Untuk mengetahui dasar hukum Piagam Jakarta dalam konsiderans Dekrit 5
Juli 1959, perlu dipelajari dasar hukum pembukaan atau preambule dalam suatu
konstitusi dan konsiderans atau pertimbangan dari suatu perundang-undangan.
Sebagaimana kita ketahui, Piagam Jakarta itu semula merupakan
pembukaan dari rencana UUD 1945 yang dibuat oleh Badan Penyelidik Kemerdekaan
Indonesia, kemudian dalam konsiderans Dekrit Presiden RI ditetapkan :
“Bahwa kami berkeyakinan Piagam Jakarta tertanggal 22 Juni 1945
menjiwai Undang-Undang Dasar 1945 dan adalah merupakan suatu rangkaian kesatuan
dalam konstitusi tersebut”.
Menurut hukum tata negara Indonesia, preambule atau konsideran ,
bahkan penjelasan peraturan perundangan, mempunyai kedudukan hukum. Preambule
dan penjelasan UUD adalah rangkaian kesatuan dari suatu konstitusi. Begitu pula
konsiderans dan penjelasan peraturan perundang-undangan adalah bagian integral
dari suatu peraturan perundangan. Pendapat di atas itu, sebelum adanya UU No.3
Tahun 1975 tentang Partai Politik dan GOlongan Karya, semata-mata merupakan
pendapat saya sebagai Sarjana Hukum. Dengan penjelasan pasal demi pasal dari
pasal 3 UU No.3 tahun 1975 dijelaskan :
“(1) Yang dimaksud dengan Undang-Undang Dasar 1945 dalam huruf a pasal
ini meliputi Pembukaan, Batang Tubuh dan Penjelasannya”.
Dengan demikian, maka preambule atau konsiderans dan penjelasan dari
UUD 1945 dan peraturan perundangan seperti Dekrit itu mempunyai kekuatan hukum.

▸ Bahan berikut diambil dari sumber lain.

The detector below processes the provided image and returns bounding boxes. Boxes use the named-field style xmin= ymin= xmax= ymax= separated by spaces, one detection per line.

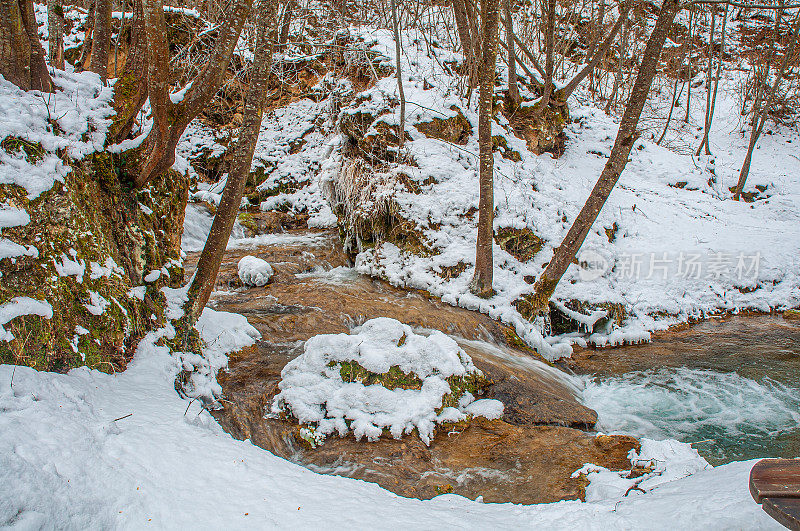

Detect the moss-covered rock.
xmin=0 ymin=151 xmax=187 ymax=372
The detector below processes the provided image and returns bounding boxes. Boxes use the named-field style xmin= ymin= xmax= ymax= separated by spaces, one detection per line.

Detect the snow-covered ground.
xmin=0 ymin=310 xmax=778 ymax=529
xmin=296 ymin=23 xmax=800 ymax=358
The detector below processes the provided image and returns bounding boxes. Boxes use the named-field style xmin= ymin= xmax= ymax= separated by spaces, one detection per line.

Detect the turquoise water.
xmin=582 ymin=317 xmax=800 ymax=465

Dekrit Presiden RI 5 Juli 1959 itu, selain merupakan Piagam Jakarta di
konsiderannya, diktumnya “menetapkan Undang-undang Dasar 1945 berlaku lagi”.
Dengan demikian dasar hukum Piagam Jakarta (dalam konsideran) dan dasar hukum
Undang-Undang Dasar 1945 (dalam diktum) ditetapkan dalam satu peraturan
perundang-undangan yang dinamakan Dekrit Presiden. KEduanya menurut hukum tata
negara Indonesia mempunyai kedudukan hukum yang sama.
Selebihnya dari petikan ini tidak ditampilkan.